A month is a long time in football and it looks like it will be a very long month for everyone in England as well with the lockdown being announced this week. All around the world people are having to cope to a greater or lesser degree, so once again thank you to football for helping to save our sanity in the difficult times ahead.
In football and specifically back at Chelsea a month ago, we were shipping three goals against the likes of Southampton and West Brom. Since then, however, there have been four games and over six hours of football without a single leak at the back. Obviously there are a variety of reasons for this. English football certainly seems to have calmed down a bit in general since those wild scorelines at the start of the campaign, but it has to be something more than just that.
Our backline clearly has a more settled look right now and that always helps. Historically, the best defences have been not only solid in the way they play but in the regularity and length of their time playing together. You can take your pick as to who or what is the most important factor from a long list.
Maybe it is the full-backs. Ben Chilwell one side and either Cesar or Reece on the other has a rather rock-solid look about it. Square pegs in square holes and each perfectly capable of adding something special in attack alongside their specialities in defending.
Maybe it is the goalkeeper who has made the lion’s share of the difference? His stats right now are superb, only one goal lost in six games at the club and that was from point-blank range against Spurs. This isn’t new for Edouard Mendy. At Rennes last season he conceded less than a goal per game over the length of the campaign, so this seems unlikely to be a short-term run of glorious form.
His dominance of his area has had a massive effect on those in front of him as well, so he has definitely been part of the upward swing in our fortunes.
Goalkeeping still isn’t always the place that people look at first when thinking about clean sheets. Attention is just as likely to focus on the centre-backs, and surely by now every Chelsea fan has figured out just how special, calm and talented Thiago Silva is. It is a pleasure to watch him every week and he is certainly having a huge effect on the form of Kurt Zouma; the big man has even decided to go on a scoring spree to add to his dominant displays at the back. Three goals in six Premier League games would be a good average for most strikers.
Maybe there is something else. What about the cover in front of the defence? It is impossible to talk about that job without mentioning N’Golo Kante, who has been back in that deeper role more regularly this season. He has been his usual impeccable self, breaking up play and even becoming a bit of a passing machine.
I remember playing for my national team Scotland, and our coach Andy Roxburgh (now the head honcho in UEFA coaching circles) always used to try to get triangles all over the field that worked well together. The perfect answer was to get players from the same club teams playing in roughly the same areas as each other. It could be Celtic’s Paul McStay, John Collins and one-time Chelsea man Tom Boyd, or it could have been the likes of Ally McCoist, Stuart McCall and Iain Durrant of Rangers stuck close together.
This is a regular trick by managers and sometimes you can just use people who are actually just good personal mates who hang out together off the field. Having good mates together on the field develops good understandings and they always naturally look out for each other that little bit more.

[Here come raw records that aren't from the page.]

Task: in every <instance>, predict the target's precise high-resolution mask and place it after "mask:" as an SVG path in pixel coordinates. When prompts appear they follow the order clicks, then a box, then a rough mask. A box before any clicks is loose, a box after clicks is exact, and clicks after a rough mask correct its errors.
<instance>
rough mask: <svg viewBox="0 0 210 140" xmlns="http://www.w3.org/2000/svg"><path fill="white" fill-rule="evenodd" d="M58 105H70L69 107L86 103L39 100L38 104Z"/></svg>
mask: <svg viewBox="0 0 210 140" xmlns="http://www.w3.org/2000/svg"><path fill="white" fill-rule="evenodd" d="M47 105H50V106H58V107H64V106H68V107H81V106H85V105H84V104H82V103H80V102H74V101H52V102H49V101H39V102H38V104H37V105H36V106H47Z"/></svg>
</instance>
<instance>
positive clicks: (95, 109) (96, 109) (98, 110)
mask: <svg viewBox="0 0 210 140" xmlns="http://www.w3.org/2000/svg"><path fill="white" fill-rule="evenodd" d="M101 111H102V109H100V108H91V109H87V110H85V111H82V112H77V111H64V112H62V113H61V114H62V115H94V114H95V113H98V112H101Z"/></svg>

Thiago Silva spent eight stellar years becoming a legend in France has quite an influence on Frenchmen Zouma and Kante in front. Then there is another Gallic triangle behind featuring Silva, Zouma and Mendy. The communication and comfort between all four looks very good at the moment.
There is a multitude of reasons for the improved defending and of course it involves the entire team in the end. It also has to involve the work done on the training ground by Frank, Jody and the rest of the coaching staff, even if that time is severely limited with the amount of games going on and travelling being done. The trick is not to rest on our laurels and think that is now fixed; it never is and it always needs tweaking and working on.
For all that defensive improvement over the past month, the one thing over the past week that has knocked me out has been the performance of Hakim Ziyech. In two games he has proved to be an even better player than I thought he was, and I thought he was very good anyway. That ability to see crucial through balls and be able to play them at the right time and the right pace in between packed defences is something we really needed to add to our arsenal. His pass to Timo Werner for the third goal was an overlooked moment of genius. Anyone from Kevin De Bruyne to Cesc Fabregas would have been proud of that assist.
It wasn’t his only moment of fabulous vision. The two goals in two games had the look of a natural finisher about them. He doesn’t panic when he is in the box, he is in total control of the situation, a sure sign of a very good player. The creativity is a given then, but most Chelsea fans and definitely the gaffer will have noticed his work-rate, too. His closing down and efforts to win the ball back high up the field were top class. Again I will be honest and admit that I wasn’t expecting that level of work-rate, but it looks very much like the right team spirit is in his make-up and it is not just the early efforts of a new player trying to impress.
Rennes arrive tomorrow at the Bridge and they will have to be in perfect form to overcome the Blues in their current form. A win would put us in a great position to qualify from the group and right now Frank has only one major headache: who to leave out in the midfield to forward area. For someone who loves creative players I am already hoping it is not Ziyech that is left on the bench. Considering all the other players in the frame, that is quite a bold statement after only two starts for the Moroccan.